AIエージェントが複数のエージェントやツールにまたがって動くようになると、「どのエージェントが何の権限を持つか」の管理が急務になる。こうした問題に取り組んだ論文「Bounded Agents: Delegation Security for Multi-Agent AI Systems」が注目を集めている。論文が提案するのは「APC(Agentic Principal Chain)」という認可モデルだ。

APCの特徴は大きく3つある。認可状態をアクション・エージェント・ツールをまたいで引き継ぐこと、委譲のたびにスコープと予算を絞り込むこと、そして過去の実行履歴を次のアクションの可否判断に使うことだ。重要なのは、この強制(enforcement)をモデル自身ではなく外側の仕組みで行う点で、「プロンプトで丁寧にお願いする」方式とは一線を画す。

3,154件の評価インスタンスでの検証では、ベンチマーク「AgentDojo」におけるデータ持ち出し(exfiltration)成功率を75〜100%から0%に、破壊を38.6%から4.0%に、操作(manipulation)を90.5%から12.1%まで低減した。プロンプトインジェクション対策ベンチマーク「InjecAgent」のデータ窃盗544件はすべてブロック。2〜8ホップの委譲チェーン99件すべてを正当に検証し、認可判断のレイテンシは99パーセンタイルで0.24ミリ秒だった。エージェントを本番環境で動かすチームにとって、実装可能な水準のオーバーヘッドに見えるのが心強い。

Ling-3.0のベースチェックポイント6種がMITライセンスで公開

ローカルLLMコミュニティでは、Ling-3.0のベースチェックポイント6種が一斉公開された話題が上がっている。Redditの投稿によれば、AntLingがtinyとflashの2サイズ×「事前学習済み」「ミドルトレーニング済み」「WSMマージ済み」の3段階、計6チェックポイントを独立したリポジトリとしてMITライセンスで公開したという。公開時点でいずれもゲートなしで利用できたとされる。

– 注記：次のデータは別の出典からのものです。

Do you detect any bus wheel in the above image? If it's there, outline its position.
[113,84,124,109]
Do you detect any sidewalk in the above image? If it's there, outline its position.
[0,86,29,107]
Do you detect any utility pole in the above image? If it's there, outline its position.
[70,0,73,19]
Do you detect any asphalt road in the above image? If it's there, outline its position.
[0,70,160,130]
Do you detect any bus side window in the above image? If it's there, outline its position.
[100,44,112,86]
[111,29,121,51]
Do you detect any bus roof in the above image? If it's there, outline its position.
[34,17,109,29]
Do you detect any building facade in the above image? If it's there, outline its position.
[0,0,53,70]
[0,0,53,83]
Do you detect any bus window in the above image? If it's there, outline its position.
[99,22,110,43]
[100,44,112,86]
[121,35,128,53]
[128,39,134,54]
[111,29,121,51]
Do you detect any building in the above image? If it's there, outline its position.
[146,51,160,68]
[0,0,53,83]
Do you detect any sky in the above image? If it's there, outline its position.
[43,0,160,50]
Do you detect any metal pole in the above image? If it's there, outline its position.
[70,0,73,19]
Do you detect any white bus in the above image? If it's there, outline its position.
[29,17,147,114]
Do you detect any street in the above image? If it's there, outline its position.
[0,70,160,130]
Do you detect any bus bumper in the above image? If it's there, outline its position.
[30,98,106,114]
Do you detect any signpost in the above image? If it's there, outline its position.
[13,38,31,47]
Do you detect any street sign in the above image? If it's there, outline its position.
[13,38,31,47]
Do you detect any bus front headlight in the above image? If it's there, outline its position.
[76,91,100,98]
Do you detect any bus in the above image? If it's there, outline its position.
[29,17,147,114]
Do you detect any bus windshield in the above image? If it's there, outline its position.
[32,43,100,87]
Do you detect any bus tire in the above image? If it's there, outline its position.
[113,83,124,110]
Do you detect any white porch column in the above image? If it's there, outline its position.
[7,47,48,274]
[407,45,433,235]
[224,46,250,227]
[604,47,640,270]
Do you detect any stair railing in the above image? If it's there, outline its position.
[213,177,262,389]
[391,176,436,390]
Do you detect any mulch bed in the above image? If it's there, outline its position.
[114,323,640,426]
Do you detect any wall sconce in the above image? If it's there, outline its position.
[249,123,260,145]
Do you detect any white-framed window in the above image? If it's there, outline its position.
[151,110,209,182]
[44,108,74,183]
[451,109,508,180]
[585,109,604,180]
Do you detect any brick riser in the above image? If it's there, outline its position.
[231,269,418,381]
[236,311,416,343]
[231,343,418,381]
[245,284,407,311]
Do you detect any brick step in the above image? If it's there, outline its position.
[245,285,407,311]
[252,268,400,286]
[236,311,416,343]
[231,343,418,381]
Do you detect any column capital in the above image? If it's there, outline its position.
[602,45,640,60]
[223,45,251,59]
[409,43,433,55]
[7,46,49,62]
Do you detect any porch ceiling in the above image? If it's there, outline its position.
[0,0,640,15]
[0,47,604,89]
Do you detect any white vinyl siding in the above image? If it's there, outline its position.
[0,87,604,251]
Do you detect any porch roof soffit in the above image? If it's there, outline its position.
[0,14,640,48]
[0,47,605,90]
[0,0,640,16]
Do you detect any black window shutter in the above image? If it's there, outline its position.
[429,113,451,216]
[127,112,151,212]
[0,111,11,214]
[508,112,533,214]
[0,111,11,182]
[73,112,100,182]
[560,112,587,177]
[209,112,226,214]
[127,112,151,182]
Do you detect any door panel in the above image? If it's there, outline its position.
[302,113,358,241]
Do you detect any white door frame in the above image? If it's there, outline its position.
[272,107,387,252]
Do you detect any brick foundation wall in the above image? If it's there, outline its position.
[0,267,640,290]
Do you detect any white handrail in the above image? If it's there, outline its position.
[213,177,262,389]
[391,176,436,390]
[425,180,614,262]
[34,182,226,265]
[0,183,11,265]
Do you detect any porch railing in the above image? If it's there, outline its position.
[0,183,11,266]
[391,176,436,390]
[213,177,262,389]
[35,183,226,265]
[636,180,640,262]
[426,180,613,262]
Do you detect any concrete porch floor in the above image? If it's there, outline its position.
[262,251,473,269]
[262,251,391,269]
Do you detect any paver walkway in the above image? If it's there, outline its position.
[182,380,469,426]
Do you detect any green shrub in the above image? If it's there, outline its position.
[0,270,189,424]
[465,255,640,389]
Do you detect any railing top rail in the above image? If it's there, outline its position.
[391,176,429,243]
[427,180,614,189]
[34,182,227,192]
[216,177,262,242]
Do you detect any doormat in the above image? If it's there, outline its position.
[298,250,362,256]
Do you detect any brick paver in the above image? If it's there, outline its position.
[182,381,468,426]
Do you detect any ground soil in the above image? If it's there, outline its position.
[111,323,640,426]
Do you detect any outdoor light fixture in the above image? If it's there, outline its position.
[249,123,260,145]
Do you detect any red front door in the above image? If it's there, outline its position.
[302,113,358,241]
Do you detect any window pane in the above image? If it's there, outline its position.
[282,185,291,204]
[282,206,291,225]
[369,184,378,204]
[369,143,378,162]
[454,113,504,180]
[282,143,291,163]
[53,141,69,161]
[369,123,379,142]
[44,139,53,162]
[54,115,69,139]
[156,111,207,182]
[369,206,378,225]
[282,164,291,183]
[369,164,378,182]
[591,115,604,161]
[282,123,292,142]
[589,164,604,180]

いずれもポストトレーニング前のベースモデルで、継続事前学習やファインチューニング、研究用途を想定する。チャットモデルとしてそのまま使えるものではない点には注意が必要だ。面白いのは「学習のどの段階に入るか」を選べることで、事前学習直後・ミッドトレーニング後・マージ後の3つから用途に合わせて選択できる。どの段階が最適かは下流タスク次第で、量子化後の品質についても未知数という。ベースモデルを扱う楽しみのあるリリースといえそうだ。

多言語の「弱点」を狙い撃ちする合成データ生成「HOTFIXR」

合成データをめぐっては、強化学習の第一人者リチャード・サットン氏が「大失敗」と手厳しく評したばかり。そんななか、逆方向の成果も報告されている。

Hugging Face Daily Papersで注目を集める「LLMs Get Smarter from Targeted Synthetic Multilingual Data」は、学生モデルの多言語における弱点をモデル自身に探索させ、その弱点を埋める合成学習データを生成するフレームワーク「HOTFIXR」を提案した。同じ意味の質問でもプロンプトの言語によって回答品質が変わる「言語別能力差(LSC)」への対策で、従来の「英語経由に統一する」「言語バランス型データで学習する」という2つの選択肢に対し、データ中心の第三の道を示す。

評価は3つの分布内タスク、3つの分布外タスク、4つの分布外言語で実施され、分布内性能は平均6.2%改善。ファインチューニングで起きがちな破滅的忘却は、分布外タスクで3.7%、分布外言語で7.1%それぞれ低減したという。多言語LLMが実用上の必須になるなか、日本語を含む低リソース言語の品質向上につながるアプローチとして注目したい。コードは採択後に公開予定。